Maine features several geographical regions with distinct ecosystems. From the rugged coastal areas to forested mountains, wilderness lovers will find dozens of camping opportunities. Some popular camping areas offer drive-up campsites with toilets and showers. In other areas, primitive backcountry campsites allow you to get away from civilization for a few days. Choose a camping experience suitable for your experience and wilderness abilities, and Maine will not disappoint. Hiring a Registered Maine Guide is an excellent way to learn more about camping and survival in Maine. Outfitters also provide guided camping tours and rent camping equipment.
Maine State Parks & Wilderness Campsites
Rangeley Lake State Park
Rangeley Lake State Park, located in western Maine, features over 800 acres of forested land and a clean, clear lake. There are approximately 50 campsites located near the lakeshore, giving you easy access to watersports as well as hiking trails. The campsites have nearby bathrooms, picnic sites, and a playground. The park is open from May to October. The entrance fee is $3 for Maine residents and $4.50 for non-residents.
Mt. Blue State Park
Mt. Blue State Park is the largest state park in Maine, consisting of over 8,000 acres of protected land. The Webb Beach campground has 136 campsites, many of which have RV hookups. Campsites fill up quickly in this popular park, so consider making an advance reservation during the summer months. Entrance fees are $4 for residents and $6 for non-residents.
Lily Bay State Park
Lily Bay State Park is located on Moosehead Lake in the Maine Highlands region, giving campers access to excellent fishing as well as nearby mountains. There are two campgrounds with 90 campsites total, all of which have nearby access to toilets. The campsites are maintained and staffed during the summer months from May 15 through Columbus Day. Fees are $3 for residents and $4.50 for non-residents.
Warren Island State Park
Warren Island State Park, located on Penobscot Bay, provides a unique getaway for campers. The island can only be accessed by personal watercraft, offering a secluded camping experience at one of 12 campsites. Three Adirondack shelters are also available for overnight visitors. A hand-pump near the center of the island is the only potable water source. Visitors must pack out all waste to keep the park clean for other users. Entrance fees are $3 for residents and $4.50 for non-residents.
Baxter State Park
Baxter State Park, in the Maine Highlands region, is a popular site for campers and hikers. The park maintains several campgrounds with dozens of sites. Many visitors also hike into the backcountry to camp at primitive tent sites. Campers should maintain a clean campsite to avoid attracting bears to the site. Although most visitors camp at Baxter State Park in the summer, winter camping opportunities are also available. Campers must register at a ranger station and ensure that they have appropriate warm-weather gear. Entrance fees are $14 for both residents and non-residents. Campsites cost $30 per night in campgrounds and $20 per night in the backcountry.
Maine Island Trail
The Maine Island Trail was the first protected water trail in the United States. It stretches 375 miles, from New Hampshire to Machias Bay. Dozens of campsites dot the trail, most of which are accessible by kayak, boat, or other personal watercraft. The Maine Island Trail requires campers to follow “leave no trace” guidelines, packing all waste out when they leave a campsite. Detailed information about trail campsites can be found in the Maine Island Trail Guide, updated annually.

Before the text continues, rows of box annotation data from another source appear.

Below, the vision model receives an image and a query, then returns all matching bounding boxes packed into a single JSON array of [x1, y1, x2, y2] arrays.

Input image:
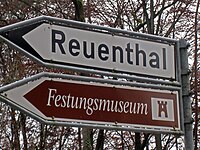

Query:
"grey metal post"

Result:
[[179, 39, 194, 150]]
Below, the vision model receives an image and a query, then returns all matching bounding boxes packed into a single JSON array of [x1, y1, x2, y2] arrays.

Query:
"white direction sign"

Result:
[[0, 16, 176, 79]]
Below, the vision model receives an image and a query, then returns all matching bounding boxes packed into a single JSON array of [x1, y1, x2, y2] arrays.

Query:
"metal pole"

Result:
[[179, 39, 194, 150]]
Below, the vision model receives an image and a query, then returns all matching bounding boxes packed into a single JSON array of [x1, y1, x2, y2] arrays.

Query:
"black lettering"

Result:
[[149, 52, 159, 68], [113, 46, 123, 63], [163, 48, 167, 69], [83, 41, 94, 59], [98, 44, 109, 61], [69, 39, 80, 56], [52, 30, 66, 54], [135, 44, 146, 67], [126, 43, 133, 65]]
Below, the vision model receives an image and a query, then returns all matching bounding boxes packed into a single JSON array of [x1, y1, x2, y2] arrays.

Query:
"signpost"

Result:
[[0, 72, 181, 133], [0, 16, 177, 79], [0, 16, 183, 133]]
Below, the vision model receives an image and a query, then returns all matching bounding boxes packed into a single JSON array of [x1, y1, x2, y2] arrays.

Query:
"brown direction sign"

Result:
[[2, 73, 181, 132]]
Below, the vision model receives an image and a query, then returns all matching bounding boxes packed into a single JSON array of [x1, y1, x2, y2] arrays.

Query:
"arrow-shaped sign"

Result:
[[0, 72, 181, 132], [0, 16, 177, 79]]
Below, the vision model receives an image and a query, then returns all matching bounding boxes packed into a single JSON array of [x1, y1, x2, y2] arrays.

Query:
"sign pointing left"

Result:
[[0, 74, 180, 132], [0, 17, 176, 79]]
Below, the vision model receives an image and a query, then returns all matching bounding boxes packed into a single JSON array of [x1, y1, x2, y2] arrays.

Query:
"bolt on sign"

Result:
[[1, 74, 181, 133], [0, 16, 176, 79]]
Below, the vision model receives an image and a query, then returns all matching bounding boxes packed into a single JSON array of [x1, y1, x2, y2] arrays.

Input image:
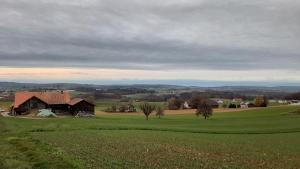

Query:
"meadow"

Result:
[[0, 106, 300, 169]]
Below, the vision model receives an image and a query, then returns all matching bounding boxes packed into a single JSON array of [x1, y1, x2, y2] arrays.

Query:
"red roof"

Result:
[[68, 98, 94, 106], [14, 91, 70, 108], [69, 98, 83, 106]]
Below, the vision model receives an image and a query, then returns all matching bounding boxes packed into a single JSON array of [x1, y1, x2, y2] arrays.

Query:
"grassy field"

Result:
[[0, 106, 300, 169]]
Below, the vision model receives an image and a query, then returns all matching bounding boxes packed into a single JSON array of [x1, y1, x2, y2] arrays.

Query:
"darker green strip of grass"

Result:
[[30, 127, 300, 135]]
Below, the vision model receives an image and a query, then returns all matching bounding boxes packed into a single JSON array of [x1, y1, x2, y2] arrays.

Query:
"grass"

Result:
[[0, 106, 300, 169]]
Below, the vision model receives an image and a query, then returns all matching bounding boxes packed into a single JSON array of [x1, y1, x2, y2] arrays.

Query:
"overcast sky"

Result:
[[0, 0, 300, 83]]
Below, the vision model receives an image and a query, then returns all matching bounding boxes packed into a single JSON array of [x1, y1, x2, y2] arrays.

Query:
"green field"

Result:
[[0, 106, 300, 169]]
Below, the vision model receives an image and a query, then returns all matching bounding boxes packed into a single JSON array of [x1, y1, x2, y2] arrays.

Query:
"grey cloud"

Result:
[[0, 0, 300, 70]]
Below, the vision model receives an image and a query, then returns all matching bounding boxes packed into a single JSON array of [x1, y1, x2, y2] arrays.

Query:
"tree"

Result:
[[155, 106, 165, 118], [190, 96, 204, 109], [140, 102, 155, 120], [168, 97, 183, 110], [196, 100, 213, 119], [254, 96, 269, 107]]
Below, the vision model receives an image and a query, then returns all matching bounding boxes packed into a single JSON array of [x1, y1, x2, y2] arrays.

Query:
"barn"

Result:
[[12, 91, 95, 115]]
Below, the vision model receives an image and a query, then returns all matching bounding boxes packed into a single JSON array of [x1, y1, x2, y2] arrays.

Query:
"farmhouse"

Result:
[[12, 91, 95, 115]]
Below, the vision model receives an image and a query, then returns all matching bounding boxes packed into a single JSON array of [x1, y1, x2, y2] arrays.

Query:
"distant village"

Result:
[[0, 85, 300, 116]]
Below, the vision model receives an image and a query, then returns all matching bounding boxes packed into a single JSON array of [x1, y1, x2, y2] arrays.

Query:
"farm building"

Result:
[[12, 91, 95, 115]]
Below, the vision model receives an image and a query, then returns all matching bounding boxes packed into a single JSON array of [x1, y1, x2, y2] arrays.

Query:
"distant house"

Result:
[[183, 101, 191, 109], [240, 102, 250, 109], [208, 100, 219, 108], [12, 91, 95, 115]]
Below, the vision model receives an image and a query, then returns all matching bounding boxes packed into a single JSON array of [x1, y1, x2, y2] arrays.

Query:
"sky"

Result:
[[0, 0, 300, 85]]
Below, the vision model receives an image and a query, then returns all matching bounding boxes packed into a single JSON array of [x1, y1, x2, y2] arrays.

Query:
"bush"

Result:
[[196, 100, 213, 119], [168, 97, 183, 110], [189, 96, 205, 109], [140, 102, 156, 120]]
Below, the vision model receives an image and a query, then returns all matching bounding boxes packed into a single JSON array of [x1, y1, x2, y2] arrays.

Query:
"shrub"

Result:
[[168, 97, 183, 110], [140, 102, 156, 120], [196, 100, 213, 119], [189, 96, 205, 109]]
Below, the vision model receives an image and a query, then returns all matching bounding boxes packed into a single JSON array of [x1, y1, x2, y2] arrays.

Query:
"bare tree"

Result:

Allagash Wilderness Waterway
The Allagash Wilderness Waterway is a 92-mile stretch of rivers, lakes, ponds, and streams. Camping is permitted at designated places along the waterway, and visitors are encouraged to make advance reservations to ensure a campsite is available. Groups of more than 12 people are not permitted on the waterway or at campsites. Both summer and winter camping opportunities are available, giving you a variety of ways to experience the Allagash Wilderness.
White Mountains National Forest
The White Mountains National Forest stretches across the New Hampshire-Maine state line, spanning over 1,000 square miles. Although 95% of the forest is in New Hampshire, the Maine portion of the forest offers spectacular camping opportunities. Several developed campgrounds provide vehicle access to campsites. The amenities at these campgrounds vary; some have running water and flush toilets, while others do not. Experienced campers may enjoy backpacking into the national forest. Backcountry camping is allowed at designated sites as well as anywhere greater than 1/4-mile from a trailhead, picnic areas, day use sites, or campgrounds.
The Appalachian Trail is one of the most popular hiking trails in the United States, with thousands of people attempting to hike its entire 2,184-mile length every year. The trail terminates in Maine at Mt. Katahdin. Because some hikers begin at Mt. Katahdin and hike south, the Maine portion of the trail is heavily trafficked. Over 250 backpacking shelters dot the Appalachian Trail, providing primitive accommodations for campers. Alternatively, there are designated campsites appropriate for backcountry campers. All campers should be prepared to follow “leave no trace” guidelines to preserve the trail for later users.